Diversity is important. It’s very important. It’s absolutely necessary if you need a supplier to come up with innovative solutions to a problem. But simply allowing a supplier to say they are diverse or check a “diversity” box doesn’t tell you anything. First of all, what’s their definition of diverse. One white woman on a board that otherwise is entirely composed of greedy old white men? Might make their definition of diverse, but definitely, definitely, definitely wouldn’t make the doctor‘s definition of diversity.
True diversity is men and women of all ethnicities, experiential backgrounds, educational backgrounds, and so on that are available to you in the areas in which you employ people. Especially those from diverse backgrounds divergent from your founders / management. And it’s not an arbitrary target, it’s representative of the average diversity in your area. As we have said before, saying you want 50% women in an IT or Engineering company when only 25% of graduates are women is not achievable (but 25% is).
7. Green Procurement
What does “green procurement” mean. the doctor bets you have a definition. And the doctor bets its probably bull crap. Not to say that your intentions, or goals, are bad, or that what you think it is is bad, but that how a less than scrupulous supplier will respond to it is bad. Because when it comes to “green”, there is an awful lot of “greenwashing”, “greenlighting”, “greenrinsing”, “greenhushing”, “greenshifting”, “greencrowding”, or other decidely ungreen practices out there, and if you’re not careful, a supplier will sell you one of these not-so-green services when you ask for a “green” solution. (And, in fact, you’d be greener if you simply asked Kermit the Frog to buy you some lettuce from the local farm. After all, no one knows better than Kermit that It’s Not Easy Being Green.)
6. Sustainable Procurement
What does this mean? It’s even more ambiguous than “green procurement”. Does it mean that what you are buying is sustainable, or does it mean that the process is sustainable.
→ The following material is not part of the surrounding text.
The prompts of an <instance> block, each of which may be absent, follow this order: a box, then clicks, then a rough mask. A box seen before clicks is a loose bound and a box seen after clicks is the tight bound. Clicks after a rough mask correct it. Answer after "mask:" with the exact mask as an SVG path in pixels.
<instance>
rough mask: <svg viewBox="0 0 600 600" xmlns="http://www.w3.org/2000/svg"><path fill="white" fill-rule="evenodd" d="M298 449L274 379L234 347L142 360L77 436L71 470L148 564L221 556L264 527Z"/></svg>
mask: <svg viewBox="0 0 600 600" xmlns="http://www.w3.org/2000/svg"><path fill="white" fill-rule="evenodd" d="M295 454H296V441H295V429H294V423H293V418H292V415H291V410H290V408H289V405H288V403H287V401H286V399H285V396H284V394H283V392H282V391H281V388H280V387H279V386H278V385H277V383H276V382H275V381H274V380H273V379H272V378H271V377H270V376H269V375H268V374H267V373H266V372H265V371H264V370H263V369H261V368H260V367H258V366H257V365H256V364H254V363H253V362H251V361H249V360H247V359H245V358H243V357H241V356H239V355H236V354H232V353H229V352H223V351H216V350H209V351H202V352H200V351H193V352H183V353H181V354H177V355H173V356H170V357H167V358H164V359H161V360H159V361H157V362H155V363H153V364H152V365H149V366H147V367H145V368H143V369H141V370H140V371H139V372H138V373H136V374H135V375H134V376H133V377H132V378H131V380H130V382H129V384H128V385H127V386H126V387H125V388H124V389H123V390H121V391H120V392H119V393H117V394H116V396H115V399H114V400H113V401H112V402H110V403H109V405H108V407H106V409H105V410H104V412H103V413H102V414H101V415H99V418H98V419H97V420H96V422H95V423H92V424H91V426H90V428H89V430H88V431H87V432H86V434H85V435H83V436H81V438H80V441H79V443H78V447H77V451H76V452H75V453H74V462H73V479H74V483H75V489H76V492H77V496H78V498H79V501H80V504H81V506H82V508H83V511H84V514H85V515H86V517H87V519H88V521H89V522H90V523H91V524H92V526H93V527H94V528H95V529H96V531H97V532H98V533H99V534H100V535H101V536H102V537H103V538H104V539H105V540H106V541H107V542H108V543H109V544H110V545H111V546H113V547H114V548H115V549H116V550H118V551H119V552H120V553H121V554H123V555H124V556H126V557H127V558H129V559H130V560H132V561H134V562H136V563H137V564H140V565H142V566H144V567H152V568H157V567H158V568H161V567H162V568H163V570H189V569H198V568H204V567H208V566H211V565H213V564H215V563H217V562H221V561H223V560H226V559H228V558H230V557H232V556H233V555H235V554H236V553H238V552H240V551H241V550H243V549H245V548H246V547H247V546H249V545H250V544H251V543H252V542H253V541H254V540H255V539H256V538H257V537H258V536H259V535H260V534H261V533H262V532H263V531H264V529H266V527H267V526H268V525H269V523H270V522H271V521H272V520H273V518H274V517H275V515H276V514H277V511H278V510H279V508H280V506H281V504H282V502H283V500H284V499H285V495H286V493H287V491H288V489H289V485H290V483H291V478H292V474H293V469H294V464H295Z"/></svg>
Technically, under the rules of English Grammar (you know, that system of language rules they don’t seem to teach anymore), “sustainable” is an adjective to the “procurement” noun that follows, so as long as the vendor/service provider supports your Procurement process in a way that is sustainable to you, they’ve technically met the requirement, right? Right! But what you want is sustainable goods and services, but that’s not technically what you asked and the sneaky slippery suppliers will try to use that ambiguity to give an ambiguous response and slip a bid in that you shouldn’t consider. So again, don’t ask if they have sustainable procurement, ask what efforts they make to use renewables, minimize resource (water, energy, non-renewable material) use, ensure their suppliers are using sustainable practices and financially sound, and so on.
In other words, buzzwords are not answers, and any provider that simply spews slang at you is not solving serious situations that are relevant to your business. So ban the buzzwords, get deep insight, and make the right decisions.